We have reviewed the briefs of the parties and the record on appeal. With the sole exception of the alleged improper remarks concerning Defendant’s failure to testify, none of Defendant’s claims of error has been preserved for review.1 These claims are therefore reviewable, if at all, only for plain error. No error of law appears as to any of these unpreserved claims, plain or otherwise.

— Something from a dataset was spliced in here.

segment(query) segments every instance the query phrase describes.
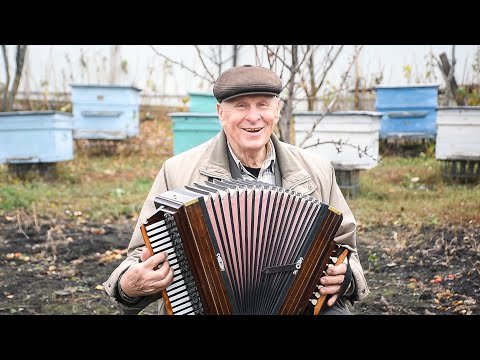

With respect to the issue of the prosecutor’s alleged improper comments during closing argument concerning Defendant’s failure to testify, it is clear from the record that these remarks amounted to no more than the prosecutor pointing out to the jury that Defendant had offered no evidence at all regarding certain elements of the charged offense, and that the State’s evidence as to those elements was uncon-troverted. It is permissible for a prosecutor to refer during closing argument to uncontroverted evidence, and this in and of itself does not constitute an improper comment on a defendant’s failure to testify. State v. Hollinshed, 764 S.W.2d 171, 172 (Mo.App. E.D.1989).

An extended written opinion would serve no jurisprudential purpose. The judgment is affirmed pursuant to Rule 30.25(b).

. Defendant’s brief consistently fails to acknowledge that certain of his claims have not been preserved for appellate review, and discusses them as if they had been preserved. With respect to the claim of instructional error, for example, this claim was not preserved, and in fact has been waived, because Defendant did not object at trial to the supposedly erroneous instructions on any of the several grounds now asserted in his appeal. Rule 28.03; State v. Martindale, 945 S.W.2d 669, 673 (Mo.App. E.D.1997).